Em muitos casos, o tratamento envolve psicoterapia cognitivo-comportamental. E simplesmente “tomar o celular” pode piorar a situação, gerando conflitos familiares ainda mais graves.
Uma responsabilidade que vai além da família
Um estudo publicado no JAMA Psychiatry aponta que as empresas de tecnologia também têm responsabilidade pelo problema.
Segundo o psicólogo Mitch Prinstein, da Associação Americana de Psicologia, as plataformas são projetadas para gerar dependência e políticas públicas devem exigir um design “apropriado para a idade”, algo que já existe no Reino Unido.

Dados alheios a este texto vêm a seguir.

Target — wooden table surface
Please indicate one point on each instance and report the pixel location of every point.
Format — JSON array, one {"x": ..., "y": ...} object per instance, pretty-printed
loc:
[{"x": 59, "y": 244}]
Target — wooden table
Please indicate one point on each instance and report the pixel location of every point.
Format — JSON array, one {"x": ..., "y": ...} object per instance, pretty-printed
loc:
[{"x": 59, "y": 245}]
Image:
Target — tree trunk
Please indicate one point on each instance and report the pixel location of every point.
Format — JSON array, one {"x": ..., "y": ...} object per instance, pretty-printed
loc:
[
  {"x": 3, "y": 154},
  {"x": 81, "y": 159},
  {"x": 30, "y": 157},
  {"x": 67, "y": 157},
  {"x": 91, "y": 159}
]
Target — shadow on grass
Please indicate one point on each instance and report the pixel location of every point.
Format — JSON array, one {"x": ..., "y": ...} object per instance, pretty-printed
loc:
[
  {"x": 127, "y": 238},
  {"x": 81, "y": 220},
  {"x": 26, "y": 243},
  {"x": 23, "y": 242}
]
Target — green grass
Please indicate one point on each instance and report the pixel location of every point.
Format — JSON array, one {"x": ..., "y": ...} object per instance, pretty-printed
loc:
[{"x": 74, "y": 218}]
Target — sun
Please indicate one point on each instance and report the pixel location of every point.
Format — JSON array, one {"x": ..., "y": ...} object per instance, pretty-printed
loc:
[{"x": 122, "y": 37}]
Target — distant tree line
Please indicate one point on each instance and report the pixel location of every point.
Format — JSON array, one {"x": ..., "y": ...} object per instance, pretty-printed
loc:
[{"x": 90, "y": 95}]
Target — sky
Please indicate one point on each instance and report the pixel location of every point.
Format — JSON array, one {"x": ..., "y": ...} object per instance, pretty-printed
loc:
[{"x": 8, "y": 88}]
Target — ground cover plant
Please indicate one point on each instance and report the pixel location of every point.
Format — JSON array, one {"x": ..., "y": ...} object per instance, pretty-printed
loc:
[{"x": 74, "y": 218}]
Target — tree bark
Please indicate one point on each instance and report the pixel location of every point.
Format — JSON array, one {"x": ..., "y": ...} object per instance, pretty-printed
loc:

“Simplesmente culpabilizar os pais é injusto. Muitas famílias não têm tempo ou condições de supervisionar tudo”.
O estudo não prova que o vício em tela causa diretamente os problemas mentais. Mas mostra um padrão: quanto mais tempo com comportamento viciante, maior o risco futuro.
A pesquisa também destaca que o impacto do tempo de tela varia com o que é feito online. Assistir vídeos educativos ou jogar com amigos, por exemplo, não tem o mesmo efeito que consumir redes sociais de forma compulsiva e solitária.
O uso de telas faz parte do cotidiano no trabalho, nos estudos e no lazer. Com o aumento do tempo de exposição, o tema envolve famílias, escolas, empresas e governos.
No Brasil, a média diária já passa de nove horas de conexão, colocando o país entre os que mais passam tempo diante de uma tela.